Social Science courses such as Psychology, Sociology, and others. Also includes courses for Education.

Sociology is the scientific study of humans living with one another in a society. Basic social concepts studied include: social organization, culture, collective behavior, deviant behavior, stratification, population, and social institutions such as family, religion, and education. Students are exposed to fundamental theories, methods, and techniques used by sociologists.
An introduction to the scientific study and interpretation of human behavior. The topics include: scope and goals of psychology, learning, perception, sensation, motivation, emotions, physiological basis for behavior, mental illness, psychotherapy, and personality development. The course reflects the increasing attention being paid to experimental procedures, laboratory techniques and research findings.
This course provides a general introduction to the foundational skills of the Humanities: observation, description, analysis, and explanation. Students will consider evidence from fields including architecture, music, advertising, cartography, and literature, both fiction and non-fiction. Some evidence will be observed by way of fieldwork, with visits to sites and events of cultural significance. Emphasis will be on how meaning is constructed and conveyed rather that what meaning is attributed to any given piece of evidence.
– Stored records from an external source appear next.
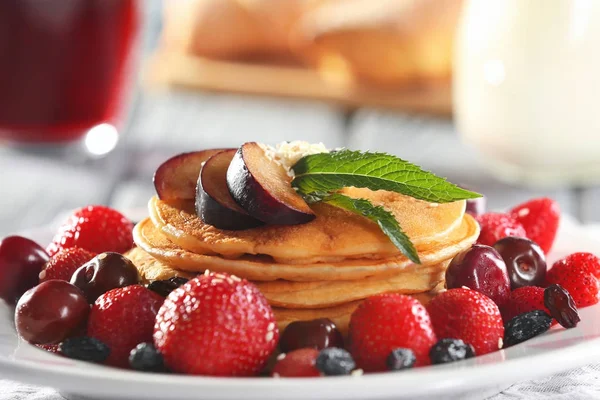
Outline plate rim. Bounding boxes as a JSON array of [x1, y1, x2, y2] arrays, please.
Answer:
[[0, 218, 600, 400]]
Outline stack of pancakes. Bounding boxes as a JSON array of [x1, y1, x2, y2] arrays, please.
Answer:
[[128, 188, 479, 331]]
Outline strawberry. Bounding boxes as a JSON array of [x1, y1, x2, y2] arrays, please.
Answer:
[[88, 285, 164, 368], [476, 212, 526, 246], [510, 197, 560, 254], [349, 294, 437, 372], [427, 288, 504, 356], [561, 253, 600, 278], [40, 247, 96, 283], [546, 256, 599, 308], [154, 273, 279, 376], [272, 348, 321, 378], [35, 344, 60, 355], [47, 206, 133, 256], [501, 286, 550, 322]]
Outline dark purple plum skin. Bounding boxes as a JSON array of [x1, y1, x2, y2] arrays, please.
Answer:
[[0, 236, 50, 304], [195, 170, 264, 231], [227, 146, 315, 225], [152, 149, 229, 201]]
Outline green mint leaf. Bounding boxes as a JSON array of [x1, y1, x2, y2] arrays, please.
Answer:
[[292, 150, 481, 203], [310, 193, 421, 264]]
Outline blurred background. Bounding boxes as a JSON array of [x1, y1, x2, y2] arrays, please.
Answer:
[[0, 0, 600, 236]]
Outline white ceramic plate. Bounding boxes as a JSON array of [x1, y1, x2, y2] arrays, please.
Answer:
[[0, 220, 600, 400]]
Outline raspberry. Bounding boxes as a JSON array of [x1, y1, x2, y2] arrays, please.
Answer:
[[477, 212, 527, 246], [47, 206, 133, 256], [562, 253, 600, 278], [510, 197, 560, 254], [546, 256, 599, 308]]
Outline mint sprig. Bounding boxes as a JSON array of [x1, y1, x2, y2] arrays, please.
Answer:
[[292, 150, 481, 264], [292, 150, 481, 203], [311, 193, 421, 264]]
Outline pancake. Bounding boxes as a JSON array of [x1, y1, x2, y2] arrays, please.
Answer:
[[126, 244, 448, 308], [133, 215, 479, 282], [272, 288, 441, 336], [124, 247, 198, 283], [149, 188, 465, 264]]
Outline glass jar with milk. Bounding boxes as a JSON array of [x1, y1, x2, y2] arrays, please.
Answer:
[[454, 0, 600, 186]]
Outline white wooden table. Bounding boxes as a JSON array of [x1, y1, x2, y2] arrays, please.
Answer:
[[0, 0, 600, 400], [0, 92, 600, 236]]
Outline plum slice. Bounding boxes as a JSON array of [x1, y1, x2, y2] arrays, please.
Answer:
[[196, 149, 263, 230], [227, 142, 315, 225], [154, 149, 229, 201]]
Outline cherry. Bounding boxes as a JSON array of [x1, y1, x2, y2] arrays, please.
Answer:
[[71, 252, 139, 304], [494, 236, 546, 290], [15, 280, 90, 344], [0, 236, 50, 304], [446, 244, 510, 306], [272, 348, 321, 378], [279, 318, 344, 353]]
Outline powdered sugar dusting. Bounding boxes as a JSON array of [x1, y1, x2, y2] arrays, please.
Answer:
[[258, 140, 329, 178]]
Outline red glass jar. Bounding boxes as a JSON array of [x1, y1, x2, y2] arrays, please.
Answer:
[[0, 0, 140, 143]]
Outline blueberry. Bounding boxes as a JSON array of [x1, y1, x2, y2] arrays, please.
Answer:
[[386, 348, 417, 371], [58, 336, 110, 363], [429, 338, 475, 364], [315, 347, 356, 375], [544, 284, 581, 328], [148, 276, 188, 297], [504, 310, 552, 347], [129, 343, 166, 372]]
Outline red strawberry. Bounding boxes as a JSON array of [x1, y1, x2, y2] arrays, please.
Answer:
[[47, 206, 133, 256], [88, 285, 164, 368], [154, 274, 279, 376], [35, 344, 60, 355], [272, 348, 321, 378], [40, 247, 96, 283], [510, 197, 560, 254], [561, 253, 600, 278], [546, 256, 599, 308], [477, 212, 526, 246], [349, 294, 437, 372], [427, 288, 504, 356], [501, 286, 550, 322]]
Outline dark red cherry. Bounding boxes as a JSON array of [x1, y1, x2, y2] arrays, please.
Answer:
[[71, 252, 139, 304], [15, 280, 90, 344], [446, 244, 510, 306], [494, 236, 546, 290], [0, 236, 50, 304], [279, 318, 344, 353]]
This course covers the political, social, and cultural history of the United States from its colonial founding through the Reconstruction period. It examines the clash of European and native civilizations; development of colonies; growing independence of the colonies; revolution and the formation of a national government, nation building; sectional conflict; the Civil War; and rebuilding the nation after the war.
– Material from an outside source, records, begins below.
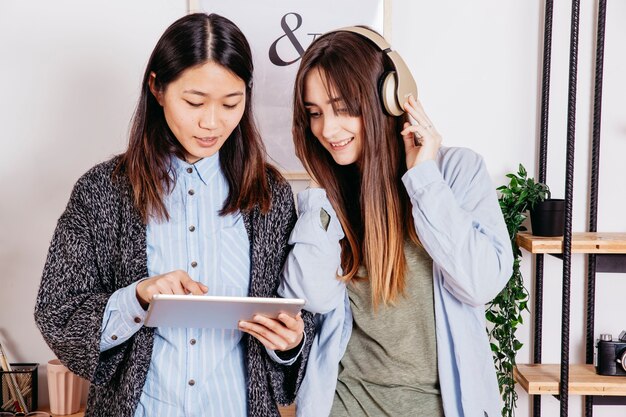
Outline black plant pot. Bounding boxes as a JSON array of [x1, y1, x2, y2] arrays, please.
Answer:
[[530, 198, 565, 236]]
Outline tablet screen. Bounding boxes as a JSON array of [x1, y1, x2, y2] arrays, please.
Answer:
[[145, 294, 304, 329]]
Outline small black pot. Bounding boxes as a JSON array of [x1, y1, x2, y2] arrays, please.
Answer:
[[530, 198, 565, 236]]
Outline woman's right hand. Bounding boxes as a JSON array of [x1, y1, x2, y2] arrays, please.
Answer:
[[137, 269, 209, 310]]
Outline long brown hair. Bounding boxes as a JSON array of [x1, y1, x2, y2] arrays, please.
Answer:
[[293, 31, 419, 306], [114, 13, 281, 223]]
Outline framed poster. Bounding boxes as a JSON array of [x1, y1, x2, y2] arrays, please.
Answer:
[[188, 0, 391, 176]]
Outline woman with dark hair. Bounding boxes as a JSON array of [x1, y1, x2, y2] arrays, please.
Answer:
[[35, 13, 313, 417], [279, 28, 512, 417]]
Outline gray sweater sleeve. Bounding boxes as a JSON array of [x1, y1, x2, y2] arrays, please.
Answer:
[[35, 166, 146, 385]]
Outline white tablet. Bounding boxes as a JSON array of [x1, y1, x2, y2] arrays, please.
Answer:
[[145, 294, 304, 329]]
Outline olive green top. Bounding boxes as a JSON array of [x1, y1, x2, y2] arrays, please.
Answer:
[[331, 241, 444, 417]]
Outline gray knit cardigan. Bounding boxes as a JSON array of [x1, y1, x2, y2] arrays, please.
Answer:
[[35, 158, 313, 417]]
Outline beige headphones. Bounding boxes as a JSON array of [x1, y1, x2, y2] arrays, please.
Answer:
[[331, 26, 417, 116]]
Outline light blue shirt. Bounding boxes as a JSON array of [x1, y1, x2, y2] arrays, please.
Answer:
[[101, 154, 297, 417], [279, 148, 513, 417]]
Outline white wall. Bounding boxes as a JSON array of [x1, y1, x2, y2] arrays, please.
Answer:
[[0, 0, 626, 417]]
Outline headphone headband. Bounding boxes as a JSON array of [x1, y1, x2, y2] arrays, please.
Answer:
[[329, 26, 417, 116]]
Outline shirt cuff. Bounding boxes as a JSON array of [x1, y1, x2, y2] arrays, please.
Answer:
[[118, 280, 148, 327], [265, 333, 306, 366], [100, 280, 148, 352]]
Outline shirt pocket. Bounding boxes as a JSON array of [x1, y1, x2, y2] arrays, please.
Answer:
[[218, 221, 250, 290]]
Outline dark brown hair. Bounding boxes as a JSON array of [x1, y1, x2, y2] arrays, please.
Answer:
[[115, 13, 280, 223], [293, 27, 419, 306]]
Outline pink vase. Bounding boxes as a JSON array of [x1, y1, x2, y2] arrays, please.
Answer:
[[48, 359, 83, 415]]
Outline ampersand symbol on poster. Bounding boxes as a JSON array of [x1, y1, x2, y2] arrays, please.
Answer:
[[269, 12, 319, 67]]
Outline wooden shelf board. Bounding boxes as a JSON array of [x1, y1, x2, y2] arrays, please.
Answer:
[[517, 232, 626, 254], [513, 364, 626, 396]]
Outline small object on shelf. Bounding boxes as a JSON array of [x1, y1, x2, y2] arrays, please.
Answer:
[[530, 198, 565, 237], [596, 331, 626, 376], [0, 363, 39, 412], [47, 359, 84, 415]]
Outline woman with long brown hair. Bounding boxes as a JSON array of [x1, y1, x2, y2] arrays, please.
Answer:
[[280, 28, 512, 417], [35, 13, 313, 417]]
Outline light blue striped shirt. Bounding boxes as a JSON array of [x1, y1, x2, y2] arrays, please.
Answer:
[[101, 154, 249, 417]]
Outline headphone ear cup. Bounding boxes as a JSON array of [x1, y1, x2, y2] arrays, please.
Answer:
[[378, 71, 404, 116]]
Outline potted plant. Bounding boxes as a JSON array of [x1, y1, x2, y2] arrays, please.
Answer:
[[485, 164, 549, 417], [499, 164, 565, 236]]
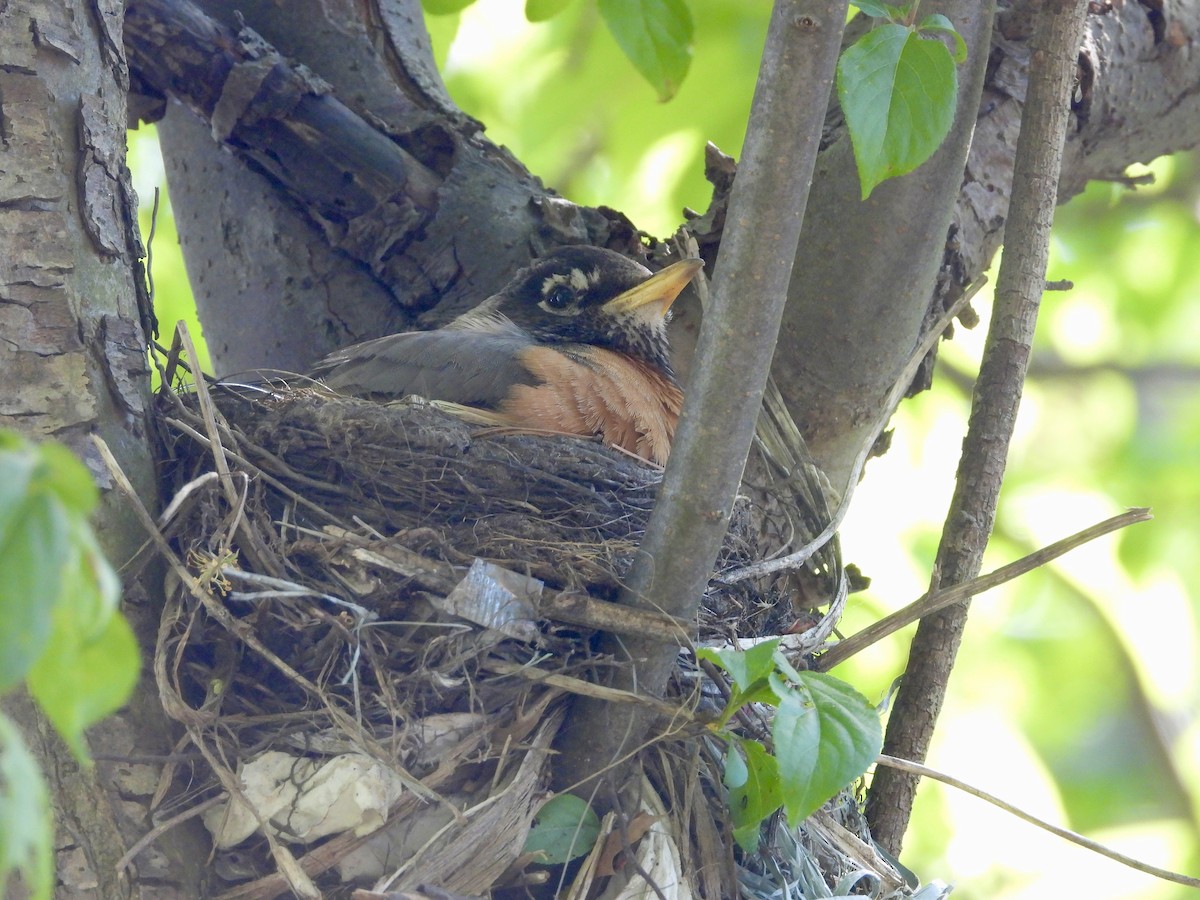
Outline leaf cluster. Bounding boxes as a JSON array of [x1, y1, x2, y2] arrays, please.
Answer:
[[0, 432, 139, 896], [697, 638, 883, 852]]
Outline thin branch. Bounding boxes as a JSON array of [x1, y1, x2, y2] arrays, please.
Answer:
[[817, 509, 1153, 672], [556, 0, 847, 785], [876, 754, 1200, 888], [866, 0, 1087, 854], [714, 275, 988, 584]]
This course covers the evolution of leading civilizations and the interaction among different peoples and societies around the globe. It examines the rise of the west as a dominant influence on the world; global change in Afria and Asia; industrilization and imperialism throughout the 19th century; major developments in the history of Latin America from its colonial period; the crises in the west during the 20th century; the rise and fall of the Soviet Union; decolonization; and the major developments in Asia, especially Japan, during the 20th century.
The Microeconomics course is designed to provide a study of individual markets in our economy. We will examine price-output behavior in purely competitive, oligopolistic, monopolistically competitve, and monopolistic markets. Other topics reviewed in this course include: Resource markets, concentration ratios, labor and unions, pollution, agriculture, and international trade. In summary, our studies will emphasize how households and firms make decisions and interact within the economic markets in which we live. This course fulfills a social science requirement.
This course covers the concepts of emergency management and crisis planning as an activity to anticipate, prevent, prepare for, resond to and recover from various incidents. It examines the critical role emergency management and planning plays in protecting the social and economic stability of our communities.